The biggest beneficiaries at the moment are those residents who, despite the market correction experienced in 2022, have continued to make regular contributions to pensions at level 2 and 3, says Kārlis Purgailis, chairman of the board of the Citadele bank’s subsidiary CBL Asset Management.
“The events of the last year confirm once again that the financial market is very dynamic, and falls are followed by upswings, so the winners are those who make investments regularly. In this case, those residents who have continued to make contributions to pensions at level 2 or 3, share as a result of the market rise, they have compensated for the short-term losses experienced as a result of the 2022 market correction, and their pension savings are growing again.
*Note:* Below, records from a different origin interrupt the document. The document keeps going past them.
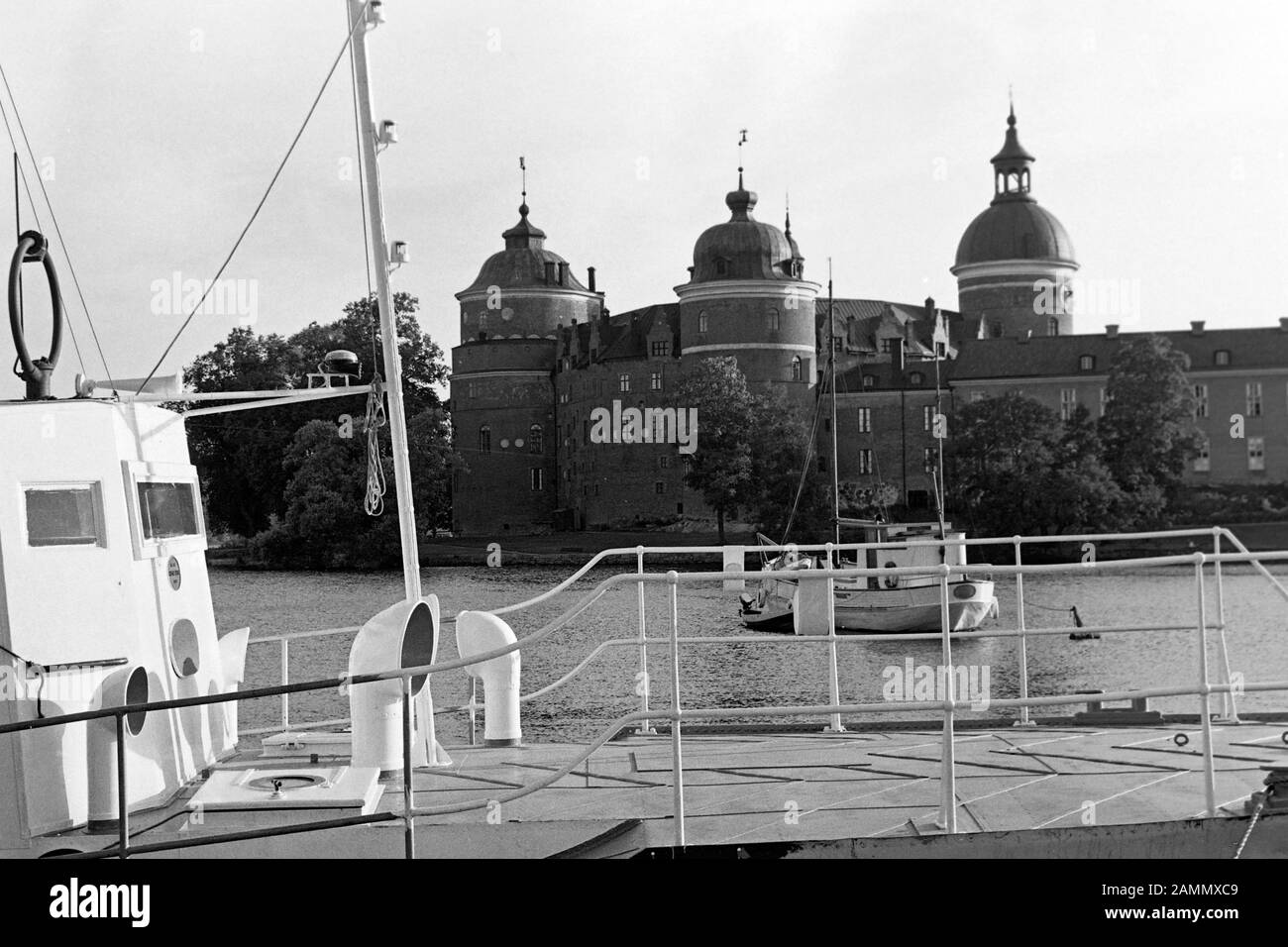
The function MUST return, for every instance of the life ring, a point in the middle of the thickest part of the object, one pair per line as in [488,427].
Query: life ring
[892,581]
[38,372]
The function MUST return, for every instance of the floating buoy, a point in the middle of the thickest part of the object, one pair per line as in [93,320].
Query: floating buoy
[1080,635]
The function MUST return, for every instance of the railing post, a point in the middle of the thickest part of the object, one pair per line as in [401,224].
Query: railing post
[408,796]
[286,676]
[123,800]
[1229,702]
[677,754]
[1022,629]
[642,685]
[473,710]
[835,678]
[948,763]
[1205,703]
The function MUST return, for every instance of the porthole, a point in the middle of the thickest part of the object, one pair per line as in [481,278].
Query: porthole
[184,648]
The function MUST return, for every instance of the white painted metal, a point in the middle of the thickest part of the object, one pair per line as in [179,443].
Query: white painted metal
[478,633]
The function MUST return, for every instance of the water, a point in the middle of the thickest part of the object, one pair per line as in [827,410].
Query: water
[745,676]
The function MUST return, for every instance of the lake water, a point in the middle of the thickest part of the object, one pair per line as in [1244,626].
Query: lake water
[738,674]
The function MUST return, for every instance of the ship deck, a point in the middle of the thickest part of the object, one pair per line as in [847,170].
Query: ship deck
[877,789]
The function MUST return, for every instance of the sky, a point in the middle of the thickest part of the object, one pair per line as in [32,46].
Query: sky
[1158,128]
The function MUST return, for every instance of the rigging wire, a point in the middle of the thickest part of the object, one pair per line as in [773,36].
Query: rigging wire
[359,21]
[35,213]
[58,231]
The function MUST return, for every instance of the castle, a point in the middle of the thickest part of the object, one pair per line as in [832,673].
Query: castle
[540,356]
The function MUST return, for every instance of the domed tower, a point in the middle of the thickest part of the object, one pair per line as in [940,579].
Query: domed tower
[1016,261]
[747,296]
[502,390]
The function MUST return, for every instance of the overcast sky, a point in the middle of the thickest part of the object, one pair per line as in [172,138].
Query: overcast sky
[1159,131]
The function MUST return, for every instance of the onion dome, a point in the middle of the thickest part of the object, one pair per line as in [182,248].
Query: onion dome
[745,248]
[1014,227]
[524,262]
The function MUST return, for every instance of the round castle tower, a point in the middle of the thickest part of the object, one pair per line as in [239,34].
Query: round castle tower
[1016,261]
[501,388]
[747,296]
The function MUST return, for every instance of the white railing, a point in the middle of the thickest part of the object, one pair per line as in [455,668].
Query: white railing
[1229,709]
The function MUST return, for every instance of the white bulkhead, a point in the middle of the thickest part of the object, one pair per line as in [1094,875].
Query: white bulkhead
[102,569]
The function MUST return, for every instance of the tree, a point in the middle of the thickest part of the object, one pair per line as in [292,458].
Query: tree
[721,466]
[1019,470]
[1147,427]
[325,523]
[240,455]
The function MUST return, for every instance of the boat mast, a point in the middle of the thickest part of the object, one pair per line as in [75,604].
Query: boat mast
[939,442]
[387,322]
[831,372]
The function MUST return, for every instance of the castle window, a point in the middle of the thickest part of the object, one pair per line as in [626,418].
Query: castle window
[1253,398]
[1256,454]
[1203,459]
[1201,401]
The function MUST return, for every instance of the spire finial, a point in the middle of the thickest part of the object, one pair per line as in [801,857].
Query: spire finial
[523,171]
[742,141]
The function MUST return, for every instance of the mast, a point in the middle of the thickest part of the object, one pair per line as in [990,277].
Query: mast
[831,372]
[939,442]
[387,322]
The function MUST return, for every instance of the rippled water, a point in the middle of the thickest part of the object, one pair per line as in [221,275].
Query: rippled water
[739,674]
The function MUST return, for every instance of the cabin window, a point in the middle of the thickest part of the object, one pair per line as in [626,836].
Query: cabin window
[64,515]
[167,509]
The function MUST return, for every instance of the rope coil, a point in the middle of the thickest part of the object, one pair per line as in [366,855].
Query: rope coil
[374,501]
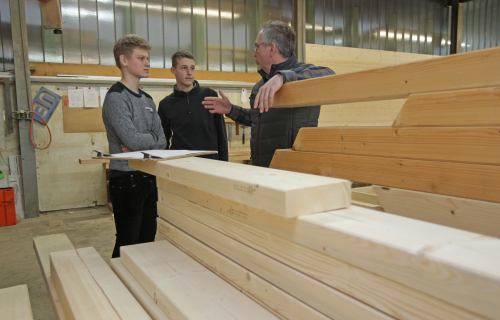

The contributions made have allowed pension managers to purchase relatively cheap assets, the value of which has now increased considerably,” Kārlis Purgailis describes the situation in the market.
“In the most advantageous position are those citizens who use active pension plans, where the share of shares or indices of various companies makes up to 100% of their volume – the average yield of these plans during the last six months is about 9.3%,” says the chairman of the board of CBL Asset Management .
“Conservative plans, which do not practice investing in stock markets, but in bonds, where a significant yield increase has appeared only recently with the raising of Central Bank rates, which is directly linked to bond interest rates, are doing relatively worse,” explains Purgailis.
Analyzing the reasons for the rise of the stock market, the expert highlights three main factors. “At the beginning of Russia’s aggression in Ukraine, there was huge uncertainty in the market about the further development of events and the level of security in Europe, but currently market participants have assessed the war as a relatively local problem, as a result of which the impact on the US and European economies is small. Of course, the escalation of events can have an impact on the economy at the world level, but currently the market does not foresee such an opportunity,” says the representative of the subsidiary company of Citadele bank.
As the reason for the increase in share prices, he also points out the clearer direction of monetary policy: “Even though the Central Banks continue to raise rates, unlike last year, there is an approximate certainty about the future development, and the first rate cuts could follow at the end of the year or next year, and this moment for the stock markets could be very favorable. In the past, investors were worried not only about the duration of rate hikes, but also about recession expectations. Such an environment and investor stress stimulated the selling of stocks, but now the situation is more favorable for investment – although the economy has slowed down, recession expectations have not come true. Avoidance out of recession shows the resilience of the economy in challenging conditions and thus stimulates the rise of the stock market.”
As a third factor, Purgailis mentions the efforts to control inflation: “High inflation, which was caused by the rise in energy prices and the collapse of supply chains in the circulation of goods and raw materials, is gradually being stabilized in most of the world. At the same time, the prices of energy resources have also stabilized and in some cases are even cheaper than before the energy crisis Both the US and European Central Banks have set a goal of inflation retreating to the 2% mark, and every percentage point reduction in the markets is perceived as a positive step for the future rise of the stock market.”